If you have two jars, each on a set of weighing scales, one open and one sealed and there is bee in each, when each bee takes off what will be the changes in weight of the two jars?
Guessing that you take the lid off the second jar to let the bee fly out, no change at all.
Even if there was a bee in one jar and not in the other, as long as the bee wasn’t in contact with the jar, there shouldn’t be a difference in weight, I think!
The two jars will weigh the same until the bee from the open jar flies away from the scale. The weight of each bee-in-flight is registered on the scale because the thrust required to keep them aloft is displacing air which is hitting the scale.
AWB is right… this is a bit of a variation on the baseball on the airplane question that Cecil answered (I think)… The bee will exert a force to keep aloft that is the same as his weight… but the bee has to be in the jar.
OK… but! I was thinking (scary enough) that once the bee gets to a point high enough (somewhere above the neck of the jar, the force of the air under the wings would not only force air in the jar, but down along the sides, thereby decreasing the weight. Does that make sense? So in order for the weight to be the same, all of the loft force would have to be registered inside the jar.
“No, you got the wrong number. This is 9-1-2.”
I don’t buy AWB’s arguement. I believe that the jars will weigh the same until the bee in the open jar takes off. After that, the open jar will be lighter by the weight of the bee. (A portion of both bees mass will also be converted into energy but let’s assume our scale is not THAT accurate).
The downthrust should not apply in an open system. If it does, what happens to it after the bee clears the rim of the jar?
What if the experiment takes place outside and a bird flies overhead. Does the birds downward thrust affect the weight of the open jar? What if an airplane flys by?

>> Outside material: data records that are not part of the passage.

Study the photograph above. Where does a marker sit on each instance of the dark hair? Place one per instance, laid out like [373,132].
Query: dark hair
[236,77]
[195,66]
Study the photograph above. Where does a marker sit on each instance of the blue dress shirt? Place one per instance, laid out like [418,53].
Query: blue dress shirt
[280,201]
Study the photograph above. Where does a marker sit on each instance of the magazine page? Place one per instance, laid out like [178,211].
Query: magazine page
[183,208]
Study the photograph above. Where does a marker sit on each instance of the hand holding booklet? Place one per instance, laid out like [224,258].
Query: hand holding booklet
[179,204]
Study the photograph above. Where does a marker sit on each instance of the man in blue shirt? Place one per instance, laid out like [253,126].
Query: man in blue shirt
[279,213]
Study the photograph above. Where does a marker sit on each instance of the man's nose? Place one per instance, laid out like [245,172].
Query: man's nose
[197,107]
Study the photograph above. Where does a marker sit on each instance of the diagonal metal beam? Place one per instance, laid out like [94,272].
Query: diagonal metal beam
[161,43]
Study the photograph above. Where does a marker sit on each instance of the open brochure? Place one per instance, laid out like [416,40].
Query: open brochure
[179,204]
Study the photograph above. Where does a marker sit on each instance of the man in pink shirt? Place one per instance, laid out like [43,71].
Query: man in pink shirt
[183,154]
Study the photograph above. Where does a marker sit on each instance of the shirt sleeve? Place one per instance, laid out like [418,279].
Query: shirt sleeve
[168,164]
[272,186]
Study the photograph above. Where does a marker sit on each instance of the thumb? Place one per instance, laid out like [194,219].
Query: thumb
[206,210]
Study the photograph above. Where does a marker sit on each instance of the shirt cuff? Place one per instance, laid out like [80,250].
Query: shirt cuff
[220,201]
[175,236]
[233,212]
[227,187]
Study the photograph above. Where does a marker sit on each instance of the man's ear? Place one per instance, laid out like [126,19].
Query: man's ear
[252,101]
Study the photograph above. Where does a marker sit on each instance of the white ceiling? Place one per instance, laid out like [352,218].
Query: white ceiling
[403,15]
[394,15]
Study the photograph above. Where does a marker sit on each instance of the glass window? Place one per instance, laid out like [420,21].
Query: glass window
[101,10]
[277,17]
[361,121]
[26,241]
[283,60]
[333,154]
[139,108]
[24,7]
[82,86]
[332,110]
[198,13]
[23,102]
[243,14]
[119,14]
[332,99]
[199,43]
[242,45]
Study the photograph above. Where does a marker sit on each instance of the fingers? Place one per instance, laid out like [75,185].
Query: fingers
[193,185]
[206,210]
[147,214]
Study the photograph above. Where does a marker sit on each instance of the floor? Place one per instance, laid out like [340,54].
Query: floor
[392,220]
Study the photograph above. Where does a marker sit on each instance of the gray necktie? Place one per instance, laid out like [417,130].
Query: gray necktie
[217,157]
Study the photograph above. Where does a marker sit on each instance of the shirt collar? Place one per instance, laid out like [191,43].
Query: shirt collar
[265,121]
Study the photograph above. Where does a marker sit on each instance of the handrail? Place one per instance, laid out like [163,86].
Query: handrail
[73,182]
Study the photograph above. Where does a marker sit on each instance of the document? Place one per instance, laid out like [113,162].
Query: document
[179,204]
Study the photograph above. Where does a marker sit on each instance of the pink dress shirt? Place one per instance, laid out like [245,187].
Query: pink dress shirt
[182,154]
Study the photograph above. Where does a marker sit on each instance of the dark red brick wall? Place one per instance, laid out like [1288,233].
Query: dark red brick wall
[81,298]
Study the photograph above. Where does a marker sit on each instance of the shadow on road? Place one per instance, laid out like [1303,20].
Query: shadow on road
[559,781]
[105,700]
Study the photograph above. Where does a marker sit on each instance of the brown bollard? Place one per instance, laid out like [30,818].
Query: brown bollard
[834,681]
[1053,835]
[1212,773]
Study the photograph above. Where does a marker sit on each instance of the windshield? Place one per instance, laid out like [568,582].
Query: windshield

In an open system (or a large enough closed system), the downward thrust is met by the air’s resistance to motion (inertia). Let’s substitute the bee with a helicopter. The downward thrust works primarily against the ground at liftoff. As the helicopter gains altitude, the downward thrust is met with resistance from the air below. The moving air tries to escape out the sides and is also met with resistance. So, you end up with an inverted ‘mushroom’ shaped area of increased pressure. When enough air is being compressed by the downward force and the accompanying resistance, the helicopter flies, without need for directly pushing against the ground.
well I’ll bee damned
Of course that’s just my opinion I could be wrong.
The helicopter flies via the lift created by the airfoils that are its rotor blades. The cross sectional shape of an airfoil is such that, when forced through the air, a pressure differential is created by virtue of forcing the same number of air molecules to traverse the greater distance over the top of the airfoil in the same time that the underflowing molecules traverse the shorter underwing (or airfoil) path. This creates a low pressure are above the airfoil. The pitch (angle) of the airfoil can accentuate the lifting force. The chopper does experience some “ground effect” when very close to the surface, but that has little to do with how they fly (and a lot to do with how they take off).
Nevertheless, I’ll WAG on into the question at hand. I’ve never contemplated how a fly achieves flight, but however he might, he attains relative weightlessness, so I’ll guess that while both flies are airborne, and assuming the lid for the open jar is also on the scale, and identical flies, etc…, the change in weight is the same.